Patients with a higher risk of breast cancer due to a BRCA mutation may undergo preventive oophorectomy in order to reduce their risk. However, it is unclear how this procedure may affect a patient’s bone health in the case of a BRCA1 or BRCA2 mutation. According to a new retrospective, cohort study, women who undergo oophorectomy may be susceptible to postoperative bone loss.
“Individuals with a deleterious mutation in 1 of 2 breast cancer susceptibility genes, BRCA1 (OMIM 113705) or BRCA2 (OMIM 600185), face a high lifetime risk of developing ovarian cancer, estimated to be 49% for a BRCA1 mutation and 21% for a BRCA2 mutation,” the researchers wrote in JAMA Network Open. They added, “The association of oophorectomy with [bone mineral density] BMD is most evident among those who were premenopausal at the time of surgery, with a rapid decline within the first 2 years after surgery that appears to stabilize over time. To our knowledge, few studies have evaluated the association of preventive surgery with BMD loss in individuals with a BRCA1 or BRCA2 mutation.”
The study included patients who underwent oophorectomy through the University Health Network, Toronto, Ontario, Canada, between January 2000 and May 2013. Eligible patients had a BRCA mutation, had at least one intact ovary before surgery, and did not have a history of any cancer besides breast cancer. BMD was assessed pre- and postoperatively using dual-energy X-ray absorptiometry (DXA). The primary outcome was annual change in BMD from baseline to follow-up in the lumbar spine, femoral neck, and total hip.
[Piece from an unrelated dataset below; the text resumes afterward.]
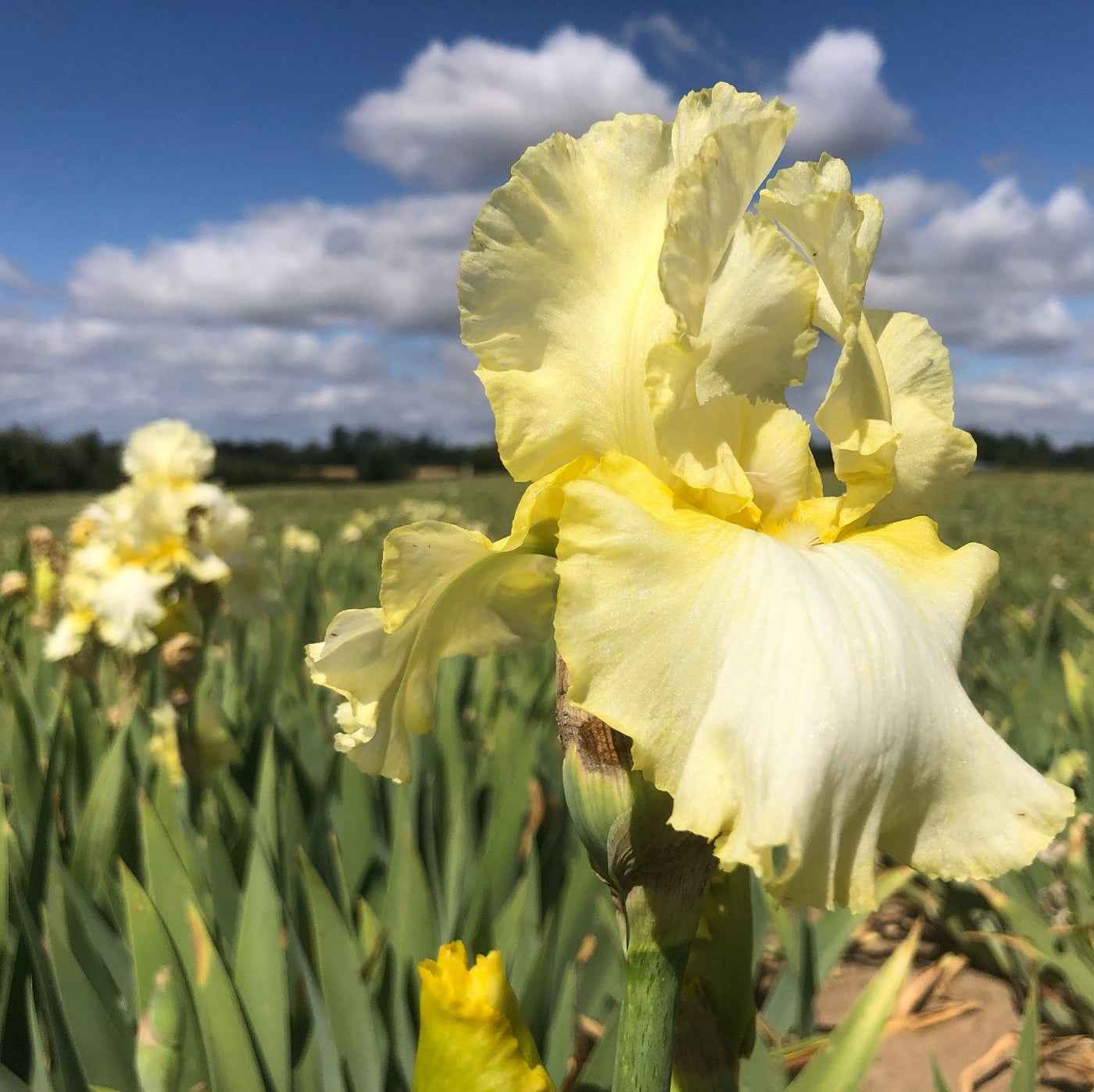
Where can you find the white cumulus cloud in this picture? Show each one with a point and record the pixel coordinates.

BMD Differences Among Pre- vs. Postmenopausal Women
The final analysis included 95 women (mean age at surgery, 48 [7.4] years). Fifty (53%) of patients were premenopausal before surgery, and the remaining 45 (47%) were postmenopausal preoperatively. The mean ages among the pre- and postmenopausal women at the time of surgery were 44.0 (4.2) years and 52.4 (7.7) years, respectively. Overall, 43 (45%) women had a history of breast cancer. In the premenopausal group, 14 (28%) women had a history of breast cancer, compared to 29 (64%) in the postmenopausal group. Patients underwent their first postoperative DXA scan at a mean 22 (12.7) months after surgery.
Women who were premenopausal at the time of operation had a decrease in BMD from baseline to follow-up in all three anatomical locations (lumbar spine annual change, −3.45%; 95% confidence interval [CI], −4.61% to −2.29%; femoral neck annual change, −2.85%; 95% CI, −3.79% to −1.91%; and total hip annual change, −2.24%; 95% CI, −3.11% to −1.38%). Compared to no hormone use, there was a significant association between the self-reported use of hormone therapy and less bone loss at the lumbar spine (−2.00% vs −4.69%; P = 0.02) and total hip (−1.38% vs −3.21; P = 0.04).
Women who were postmenopausal at the time of operation also had a significant decrease in BMD at the lumbar spine (annual change, −0.82%; 95% CI, −1.42% to −0.23%) and femoral neck (annual change, −0.68%; 95% CI, −1.33% to −0.04%), but not at the total hip (annual change, −0.18%; 95% CI, −0.82% to 0.46%).
“Although longitudinal studies are necessary to evaluate the long-term effect of oophorectomy on fracture risk, our study illustrates the need to implement routine screening of bone health in this high-risk population,” the authors suggested in their conclusion.